Institut für Pharmakologie, Toxikologie und Klinische Pharmazie
der TU Braunschweig, AG Rustenbeck
The scientific interest of our group is directed towards the mechanisms which shape the biphasic kinetic of insulin secretion. The biphasic kinetic is regarded as indispensable for the maintenance of the glucose homeostasis of the organism. The diminution or even loss of the first phase secretion in response to a glucose challenge is the hallmark of the transition from impaired glucose tolerance to overt type 2 diabetes. There are two theoretical models to explain the biphasic nature. One postulates a sequence of different compartments which shape secretion kinetics, whereas the second one postulates the interaction of stimulatory and inhibitory signals. Currently, a derivative of the compartmental model is predominant, in which the role of the compartments is played by different pools of secretory granules which become differentially activated by a set of plasma membrane ion channels. New live cell imaging techniques for the visualisation of secretory granules and the growing perception that signals circumventing plasma membrane depolarisation are involved in early secretion events have put this "pool size hypothesis" into question. The pathophysiological perspective of our work is to clarify which events lead to the loss of the first phase and the pharmacological perspective is the reconstruction of the first phase by a beta cell-directed therapy.

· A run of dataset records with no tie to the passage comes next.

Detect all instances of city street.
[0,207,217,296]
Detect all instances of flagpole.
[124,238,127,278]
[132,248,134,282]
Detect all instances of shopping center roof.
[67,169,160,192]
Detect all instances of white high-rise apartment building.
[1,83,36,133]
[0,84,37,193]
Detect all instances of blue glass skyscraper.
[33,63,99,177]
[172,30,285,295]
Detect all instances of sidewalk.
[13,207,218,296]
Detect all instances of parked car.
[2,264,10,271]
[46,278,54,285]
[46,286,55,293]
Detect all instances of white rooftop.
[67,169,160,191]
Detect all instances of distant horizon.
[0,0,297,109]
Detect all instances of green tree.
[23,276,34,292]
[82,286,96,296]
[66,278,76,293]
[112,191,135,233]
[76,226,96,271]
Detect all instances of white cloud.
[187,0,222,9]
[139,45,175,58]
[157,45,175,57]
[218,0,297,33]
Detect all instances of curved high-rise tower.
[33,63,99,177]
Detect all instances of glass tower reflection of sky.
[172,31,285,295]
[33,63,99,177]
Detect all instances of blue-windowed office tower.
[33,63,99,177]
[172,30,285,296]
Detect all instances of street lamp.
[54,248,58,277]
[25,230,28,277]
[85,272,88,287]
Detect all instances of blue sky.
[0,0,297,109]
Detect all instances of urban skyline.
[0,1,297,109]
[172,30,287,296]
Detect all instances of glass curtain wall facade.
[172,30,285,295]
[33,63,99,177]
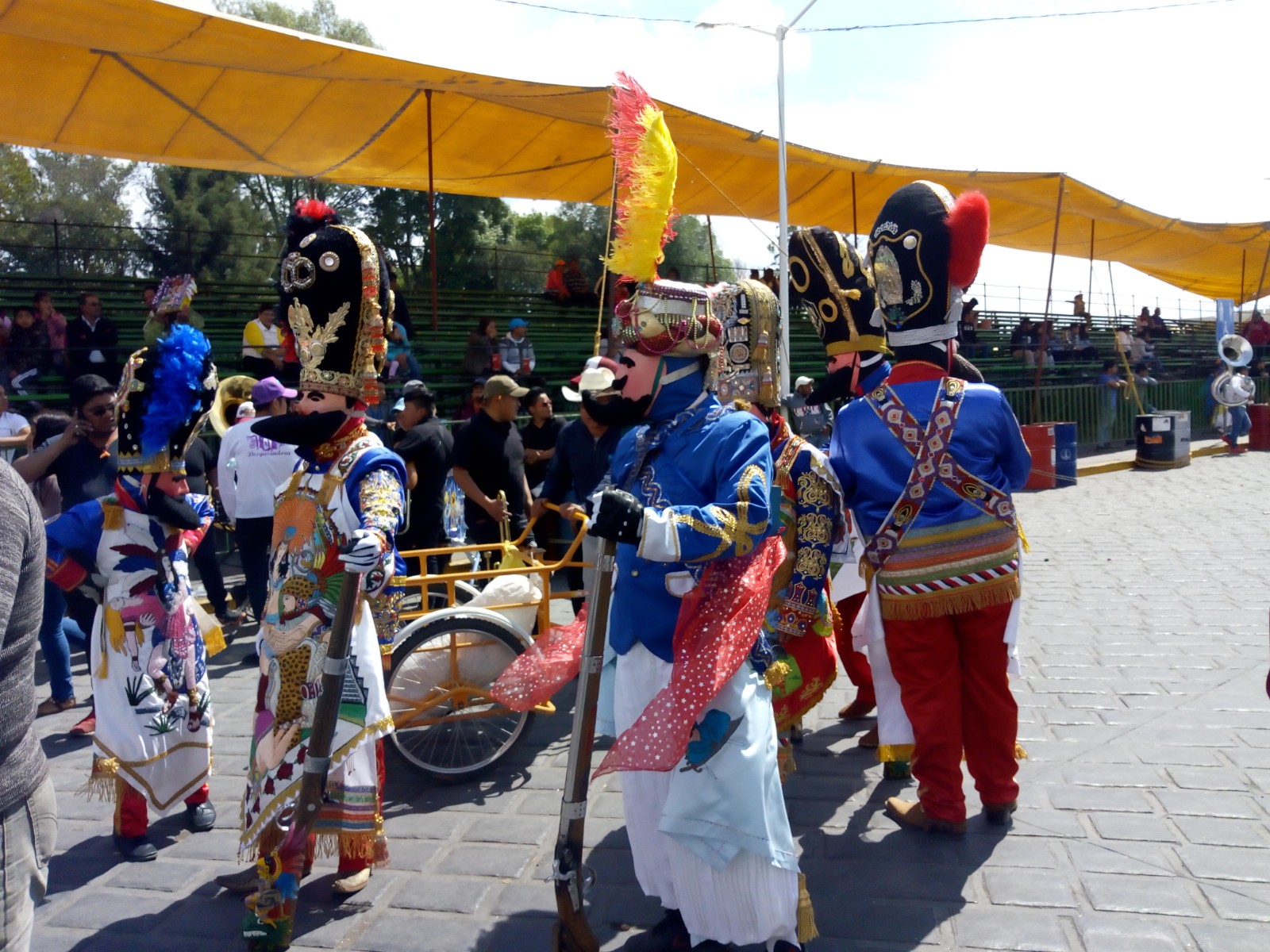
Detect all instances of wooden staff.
[243,571,362,952]
[551,538,618,952]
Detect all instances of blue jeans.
[0,777,57,952]
[1228,406,1253,444]
[40,579,75,701]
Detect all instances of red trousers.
[833,592,878,706]
[883,605,1018,823]
[114,781,211,836]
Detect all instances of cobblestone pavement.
[27,453,1270,952]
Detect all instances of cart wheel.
[387,618,533,783]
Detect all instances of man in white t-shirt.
[243,305,282,378]
[0,387,30,463]
[216,377,300,629]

Our experimental approach is based on the perifusion of isolated pancreatic islets and primary beta cells to register the consequences of experimental manipulations on insulin secretion and putative signalling compounds. By stimulating the islets or beta cells in a closely comparable manner in a variety of measuring stands we intend to create an encompassing view of the intracellular events underlying the kinetics of insulin secretion. Thus the batch perifusion of pancreatic islets (freshly isolated or cultured) to determine the insulin content in the fractionated effluate (by ELISA) is the starting point. The plasma membrane potential, whole cell currents and KATP channel currents can be registered by two electrophysiological stands. One is for work with single cells, the other one with an upright microscope for work on islets within vital pancreatic slices. Two epifluorescence microscopes can be used for conventional live cell measurements. One is equipped with a cooled CCD camera and coupled to a fraction collector to enable simultaneous determination of cytosolic calcium and insulin secretion. The other one is used for multiparameter measurements of mitochondrial function (NAD(P)H- and FAD autofluorescence, TMRE fluorescence for the mitochondrial membrane potential). Endpoint measurement of ATP, ADP and AMP complete the assessment of beta cell energy metabolism. Finally, an objective-based TIRF-microscope with a thermostated hood and an integrated perifusion system permits the visualization of submembrane secretory granule mobility and fusion. An observer-independent quantification is achieved by an in-house developed program. Standard molecular biology techniques are employed to generate fluorescent fusion proteins as granule labels.